[Top][All Lists]
[Date Prev][Date Next][Thread Prev][Thread Next][Date Index][Thread Index]
Re: uniq i18n implementation
From: |
Paul Eggert |
Subject: |
Re: uniq i18n implementation |
Date: |
Thu, 10 Aug 2006 16:21:49 -0700 |
User-agent: |
Gnus/5.1008 (Gnus v5.10.8) Emacs/21.4 (gnu/linux) |
Pádraig Brady <address@hidden> writes:
> I was also using the string length comparison
> shortcut on the wide string. I'm unsure whether
> this is valid (on all platforms).
Me too, which is why the current code is cautious about this sort of thing.
>> Sorry, I'm not familiar with the ICU code. Is it free software and is
>> it well maintained? Where else is it being used, outside ICU itself?
>
> I am not familiar with it myself, but note
> it's used for various things in python, mozilla, openoffice, ...
OK, well, when we know more about it perhaps we can consider using it.
>> we might have "X" < "Y" < "Z" (using C-locale comparison), but "Z"
>> < "X" (using some other locale's comparison). This will lead to
>> inconsistencies, which will be hard to document and will confuse
>> users.
>
> Garbage In Garbage Out.
Subject to memory limits programs like "sort" and "uniq" should work
on all inputs, not just the "nice" ones.
> As for confusing users my solution was to print
> a warning indicating the invalid input.
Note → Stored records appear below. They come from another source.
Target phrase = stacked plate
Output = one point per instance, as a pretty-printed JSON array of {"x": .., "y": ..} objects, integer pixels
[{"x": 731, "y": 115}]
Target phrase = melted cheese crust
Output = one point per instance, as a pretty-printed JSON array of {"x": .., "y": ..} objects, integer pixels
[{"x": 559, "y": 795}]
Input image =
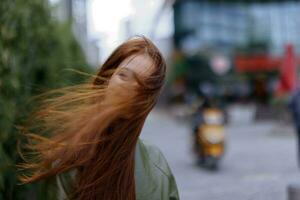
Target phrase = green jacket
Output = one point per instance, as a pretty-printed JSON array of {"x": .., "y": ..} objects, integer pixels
[{"x": 153, "y": 177}]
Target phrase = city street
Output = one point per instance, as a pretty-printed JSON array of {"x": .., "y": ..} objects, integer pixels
[{"x": 259, "y": 164}]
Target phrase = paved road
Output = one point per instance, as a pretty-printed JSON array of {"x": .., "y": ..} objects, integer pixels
[{"x": 258, "y": 165}]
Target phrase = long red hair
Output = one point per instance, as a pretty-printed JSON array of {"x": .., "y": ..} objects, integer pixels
[{"x": 75, "y": 128}]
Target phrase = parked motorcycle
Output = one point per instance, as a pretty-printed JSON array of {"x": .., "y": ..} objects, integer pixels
[{"x": 209, "y": 135}]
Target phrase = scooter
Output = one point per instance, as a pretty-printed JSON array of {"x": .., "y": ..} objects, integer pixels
[{"x": 209, "y": 136}]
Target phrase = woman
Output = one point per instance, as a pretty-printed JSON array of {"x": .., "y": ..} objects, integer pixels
[{"x": 93, "y": 146}]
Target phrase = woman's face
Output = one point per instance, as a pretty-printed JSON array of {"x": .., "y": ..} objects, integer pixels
[{"x": 124, "y": 80}]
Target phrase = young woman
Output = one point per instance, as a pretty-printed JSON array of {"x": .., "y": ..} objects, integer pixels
[{"x": 92, "y": 145}]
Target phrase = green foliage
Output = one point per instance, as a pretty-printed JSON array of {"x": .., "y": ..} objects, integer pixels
[{"x": 35, "y": 50}]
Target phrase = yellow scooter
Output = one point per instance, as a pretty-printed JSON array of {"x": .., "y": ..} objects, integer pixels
[{"x": 209, "y": 138}]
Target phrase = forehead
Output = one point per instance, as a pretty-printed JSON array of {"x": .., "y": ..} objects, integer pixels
[{"x": 141, "y": 64}]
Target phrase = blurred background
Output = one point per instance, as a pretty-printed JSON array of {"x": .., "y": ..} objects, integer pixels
[{"x": 223, "y": 120}]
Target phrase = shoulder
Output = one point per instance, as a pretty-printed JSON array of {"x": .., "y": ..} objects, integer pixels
[{"x": 156, "y": 157}]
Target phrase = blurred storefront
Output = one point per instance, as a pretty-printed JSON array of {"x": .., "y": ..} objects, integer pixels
[{"x": 238, "y": 47}]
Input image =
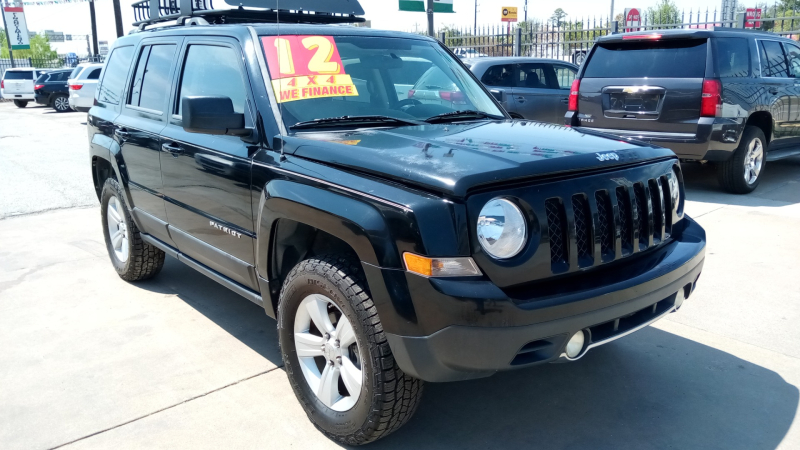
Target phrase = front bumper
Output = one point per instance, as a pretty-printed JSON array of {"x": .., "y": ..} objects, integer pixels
[
  {"x": 496, "y": 339},
  {"x": 716, "y": 138}
]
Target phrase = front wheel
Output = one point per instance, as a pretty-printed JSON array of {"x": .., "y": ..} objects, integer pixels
[
  {"x": 741, "y": 173},
  {"x": 336, "y": 355}
]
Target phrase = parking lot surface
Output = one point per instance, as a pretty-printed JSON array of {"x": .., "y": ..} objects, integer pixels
[{"x": 90, "y": 361}]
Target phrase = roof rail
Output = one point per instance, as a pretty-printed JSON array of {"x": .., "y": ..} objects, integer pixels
[{"x": 183, "y": 12}]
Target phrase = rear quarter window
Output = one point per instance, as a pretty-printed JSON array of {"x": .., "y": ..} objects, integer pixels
[{"x": 661, "y": 59}]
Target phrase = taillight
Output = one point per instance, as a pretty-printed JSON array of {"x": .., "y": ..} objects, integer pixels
[
  {"x": 573, "y": 94},
  {"x": 452, "y": 96},
  {"x": 711, "y": 103}
]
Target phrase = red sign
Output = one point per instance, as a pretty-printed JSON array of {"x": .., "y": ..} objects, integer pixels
[
  {"x": 752, "y": 18},
  {"x": 306, "y": 67}
]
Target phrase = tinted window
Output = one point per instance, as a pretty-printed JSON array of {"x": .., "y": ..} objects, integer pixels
[
  {"x": 18, "y": 75},
  {"x": 733, "y": 57},
  {"x": 793, "y": 57},
  {"x": 110, "y": 90},
  {"x": 533, "y": 76},
  {"x": 502, "y": 75},
  {"x": 667, "y": 59},
  {"x": 773, "y": 64},
  {"x": 565, "y": 76},
  {"x": 205, "y": 66}
]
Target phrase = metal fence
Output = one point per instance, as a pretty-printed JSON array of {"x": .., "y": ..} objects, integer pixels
[{"x": 570, "y": 40}]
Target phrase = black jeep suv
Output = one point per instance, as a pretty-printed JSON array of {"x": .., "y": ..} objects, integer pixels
[
  {"x": 723, "y": 95},
  {"x": 394, "y": 239}
]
If that is the best we can do (and it is done in some places already)
then we'll do that. But I'd prefer a more-general approach.
>> Worse, it can
>> even lead to buffer overruns: e.g., qsort has undefined behavior if
>> you pass it a comparison function that is not a total order.
>
> Thanks for pointing that out.
> I'll look into that.
The current coreutils code avoids the problem by using 'exit' or
'longjmp' to break out of 'qsort'/etc. when strcoll reports an error;
this avoid the undefined behavior. It's kind of ugly. This is partly
why I'd like the cleaner solution.